If memory is be to gauged by the mass appearance or loss of spine, there is one caveat. Anyway you slice it, the cortical grey matter is already full. If you add spines, you either need to take away something else, or thicken the cortex and collapse the ventricles and subdural space. If instead you try to hand pick which spines correspond to which skills and memories, what you are essentially doing, is trying to estimate the movements of termites by the behavior of planetary bodies.
Similarly, there is one point that may merit highlighting as far as general methodology of memory, that may or may not be fair. If both crude intimations in c-fos expression, and high-tech two-photon probing of synaptic structures as fine as a spine are offered alongside each other as comparable molecular level indicators of memory, there may be some cause for concern. In taking our 16 year-old out for a driving lesson, we do not simultaneously discuss both how to walk, and how to pilot a passenger plane in the same breath.

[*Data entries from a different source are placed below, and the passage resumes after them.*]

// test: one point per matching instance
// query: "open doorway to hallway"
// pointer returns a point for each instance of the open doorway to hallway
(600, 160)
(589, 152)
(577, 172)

More information: Dynamics of dendritic spines in the mouse auditory cortex during memory formation and memory recall, PNAS, Published online before print October 22, 2013, DOI: 10.1073/pnas.1312508110
Long-lasting changes in synaptic connections induced by relevant experiences are believed to represent the physical correlate of memories. Here, we combined chronic in vivo two-photon imaging of dendritic spines with auditory-cued classical conditioning to test if the formation of a fear memory is associated with structural changes of synapses in the mouse auditory cortex. We find that paired conditioning and unpaired conditioning induce a transient increase in spine formation or spine elimination, respectively. A fraction of spines formed during paired conditioning persists and leaves a long-lasting trace in the network. Memory recall triggered by the reexposure of mice to the sound cue did not lead to changes in spine dynamics. Our findings provide a synaptic mechanism for plasticity in sound responses of auditory cortex neurons induced by auditory-cued fear conditioning; they also show that retrieval of an auditory fear memory does not lead to a recapitulation of structural plasticity in the auditory cortex as observed during initial memory consolidation.